Fly tipping epidemic: counting the cost


In 2016/17 there were over 1 million incidents of fly tipping on public land in England. This cost local authorities around £2.5 billion to clear up.

Fly tipping costs you money

In 2013, Derwent Living paid £41,000 to remove illegally dumped items. In 2014 this increased to £52,200. It reached £73,600 in 2016 and we expect that figure to rise again for 2017.

The cost of cleaning up fly tipping falls to Derwent Living initially, but it is unavoidably passed back to residents through service charges.

Derwent Living is keen to reduce the rising problem of fly tipping that is affecting our communities.

Our neighbourhoods

Last year we hired a skip for the residents of Ruston Way, Lincoln, where fly tipping costs had spiralled to £5,000 in 2016.

We regularly publish articles in Derwent Life, on our website and on social media, urging people to use their local recycling centres or to report any fly tipping activity.

Unfortunately, fly tipping is still a problem.

Just some examples of the fly tipping our housing officers have snapped recently.

Getting rid

As residents, you are responsible for the disposal of your own waste.

If you choose to dump it (whether in a bin store or elsewhere) you are committing a criminal offence and imposing increased costs on yourself and your neighbours.

If you are moving home, you are responsible for disposing of unwanted items responsibly – you are not permitted to leave these items in a bin store.

The best thing to do is take your unwanted items to your local recycling centre or “tip”. These are usually free for anyone living in the area.

If you don’t know where your local tip is, check your council website or give them a call.

Alongside recycling centres, most local authorities provide a bulky items collection. This may be free but some councils charge so contact your local authority for details and pricing.

What can Derwent Living do?

Before removing fly tipped items, Derwent Living inspect the fly tip to see if there are identifiers, such as letters with addresses on.

If we have evidence that one of our residents has been fly tipping we will remove the waste and charge the full cost back to that resident.

As a private landlord, Derwent Living has no legislative enforcement powers to take action against any individual who has allegedly committed this offence.
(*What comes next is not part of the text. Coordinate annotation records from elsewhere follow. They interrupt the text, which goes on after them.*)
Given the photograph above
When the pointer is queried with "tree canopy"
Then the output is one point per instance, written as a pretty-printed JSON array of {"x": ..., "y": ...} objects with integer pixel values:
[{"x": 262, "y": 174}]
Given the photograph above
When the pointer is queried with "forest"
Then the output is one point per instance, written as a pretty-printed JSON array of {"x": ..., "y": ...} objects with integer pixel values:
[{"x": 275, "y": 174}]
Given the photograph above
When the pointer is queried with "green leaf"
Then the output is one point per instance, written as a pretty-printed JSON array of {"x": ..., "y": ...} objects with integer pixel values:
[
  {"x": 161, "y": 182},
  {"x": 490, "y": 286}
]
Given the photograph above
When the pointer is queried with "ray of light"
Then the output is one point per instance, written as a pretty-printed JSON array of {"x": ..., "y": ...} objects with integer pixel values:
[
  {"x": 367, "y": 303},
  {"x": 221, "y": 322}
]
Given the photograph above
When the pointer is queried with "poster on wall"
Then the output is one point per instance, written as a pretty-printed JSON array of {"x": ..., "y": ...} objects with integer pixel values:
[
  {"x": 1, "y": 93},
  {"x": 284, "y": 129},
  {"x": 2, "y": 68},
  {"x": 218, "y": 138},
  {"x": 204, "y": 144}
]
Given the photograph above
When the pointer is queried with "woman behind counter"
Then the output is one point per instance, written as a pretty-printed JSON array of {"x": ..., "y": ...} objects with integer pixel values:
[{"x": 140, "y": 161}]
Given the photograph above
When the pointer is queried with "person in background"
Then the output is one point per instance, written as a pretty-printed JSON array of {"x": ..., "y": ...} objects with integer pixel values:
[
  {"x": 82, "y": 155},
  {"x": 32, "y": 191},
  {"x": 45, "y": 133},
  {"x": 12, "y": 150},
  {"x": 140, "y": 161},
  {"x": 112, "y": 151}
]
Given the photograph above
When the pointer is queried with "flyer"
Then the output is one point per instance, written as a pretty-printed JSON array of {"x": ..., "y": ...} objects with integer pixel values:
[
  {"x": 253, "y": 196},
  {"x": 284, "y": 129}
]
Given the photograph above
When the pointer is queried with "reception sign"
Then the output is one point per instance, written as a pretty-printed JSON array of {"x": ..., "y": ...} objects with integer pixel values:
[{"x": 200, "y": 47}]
However, we will gather as much evidence as possible and report it to the relevant authority for further action – this could result in a prosecution with a potential fine of £50,000 if proven.

Report it!

If you report it, the rubbish can be removed and with your help the crime can be investigated.
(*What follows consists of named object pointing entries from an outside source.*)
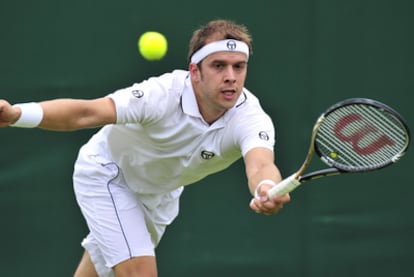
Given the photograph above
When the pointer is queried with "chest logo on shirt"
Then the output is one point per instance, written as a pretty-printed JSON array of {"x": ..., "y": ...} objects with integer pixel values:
[
  {"x": 207, "y": 155},
  {"x": 137, "y": 93},
  {"x": 263, "y": 135}
]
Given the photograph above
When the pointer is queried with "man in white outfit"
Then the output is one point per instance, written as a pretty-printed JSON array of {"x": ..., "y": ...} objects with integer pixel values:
[{"x": 158, "y": 136}]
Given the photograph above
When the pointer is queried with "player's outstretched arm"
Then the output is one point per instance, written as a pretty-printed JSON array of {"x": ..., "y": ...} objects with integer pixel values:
[
  {"x": 59, "y": 114},
  {"x": 262, "y": 175},
  {"x": 8, "y": 114}
]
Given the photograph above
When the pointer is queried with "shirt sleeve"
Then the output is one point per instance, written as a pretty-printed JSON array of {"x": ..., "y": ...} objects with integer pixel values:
[
  {"x": 254, "y": 128},
  {"x": 143, "y": 102}
]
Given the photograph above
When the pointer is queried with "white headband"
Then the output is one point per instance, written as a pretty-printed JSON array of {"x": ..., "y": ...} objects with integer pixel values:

If you see someone fly tipping or want to report fly tipping, please provide as much detail as possible to Derwent Living - date, time, place it happened, description of the waste and, if applicable, a description of the culprits or their vehicle.

If you have a camera phone or a camera, and it is safe to do so, please take a picture of what you have seen. Do not approach anyone you see fly tipping. Fly tippers do not want to be caught and some may become violent.

Even if you do not wish to be a witness, or give your name, it is still important to report these crimes. It will be useful to us in potentially recovering costs and passing the offender’s details onto the relevant authority for further action. Remember: never touch the waste - it may contain syringes, broken glass, or toxic and hazardous materials.


Outright owners - if you let your property out, you are responsible for the behaviour of your tenants – this includes their fly tipping.

Derwent Living will inspect the fly tip for identifiers. If fly tipping can be traced back to the tenants of outright owners, the owner will be recharged with the cost of removal.